Acute Death of Kangaroos in a Zoo Due to Highly Pathogenic Corynebacterium pseudotuberculosis and Yersinia pseudotuberculosis

Zi-hao Pan, Dian Liu, Mei-Rong Li, Rong-mei Fei


Background: “Lumpy jaw” is disease effecting wallabies and kangaroos, particularly in Macropus rufus and Macropus giganteus. In the most serious situations, additional tooth loss and fistulas follow, accompanied by a stench, weight loss, and eventually death due to sepsis or blood poisoning. “Lumpy jaw” disease has seriously affected the normal display and health of kangaroos, and cause a huge economic loss. There was an outbreak of jaw infection in kangaroos at the Nanjing Forest Zoo. Two Macropus giganteus and two Macropus rufus died of “lumpy jaw”. The main objective of the describing case was to isolate pathogens, provide a basis for follow-up treatment, and serve to establish a disease prevention protocol.

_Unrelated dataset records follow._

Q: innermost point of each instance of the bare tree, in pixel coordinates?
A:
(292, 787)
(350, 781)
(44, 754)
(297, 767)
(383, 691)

Case: Four grown-up kangaroos (two Macropus giganteus and two Macropus rufus) were raised in Nanjing Forest Zoo, who had obviously clinical symptoms, such as oral lesions of pus, necrotic tissue, rotting teeth, then died of “lumpy jaw”. Oral swab samples were collected from the lesion sites of the dying kangaroos. Mice experiments were conducted to examine the pathogenicity of the strains. Tests of antimicrobial susceptibity were performed to prescribe with better drug treatments for kangaroos. Corynebacterium pseudotuberculosis and Yersinia pseudotuberculosis were identified based on morphology, culture characteristics and biochemical tests. Corynebacterium pseudotuberculosis (G+) in Sucrose, Mannitol, Lactose, Maltose, Glucose tubes were positive, that acids and gases both production, in Gelatin liquefaction, Indol test, MR were positive, that only acids production, others were negative; Yersinia pseudotuberculosis (G-) in Urea, MR were positive, that only acids production, others were negative.The infected mice presented with gum erosion or ulcers when the two pathogens were injected subcutaneous at the oral regional by 2-3 point at 0.2 mL of individual strains(1.0×109 CFU/mouse). Drug sensitivity tests showed that Corynebacterium pseudotuberculosis is highly sensitive to Erythromycin (E) and Sulfamethoxazole (SMZ); meanwhile, Yersinia pseudotuberculosis is highly sensitive to Sulfamethoxazole (SMZ), Nitrofurantoin (N), Penicillin-G (P-G) and Erythromycin (E). The other “lumpy jaw” kangaroos in the zoo now receive oral screening with antibiotics (SMZ, E).

Discussion: Yersinia pseudotuberculosis is one of three pathogenic bacteria of the gram-negative genus Yersinia; it can be found in birdsand other mammals. It also spreads through soil, plants, and insects in the environment.Yersinia pseudotuberculosis can also lead to fatal systemic symptoms in human. Corynebacterium pseudotuberculosis belongs to the Actinobacteria family, which are associated with Caseous lymphadenitis in breeding animals, especially in goats and sheep. The isolates affected the lymph nodes and visceral organs of the kangaroos in this case, who presented with gingivitis or stomatitis. It is the first report of Corynebacterium pseudotuberculosis and Yersinia pseudotuberculosis co-infecting kangaroo and causing a fatal case of “lumpy jaw” in China. In this case, isolation and identification of pathogenic bacteria were carried out on the sick kangaroos, and animal test and drug susceptibity test were conducted. The study results could provide theoretical basis for the follow-up treatment and prevention method of this disease.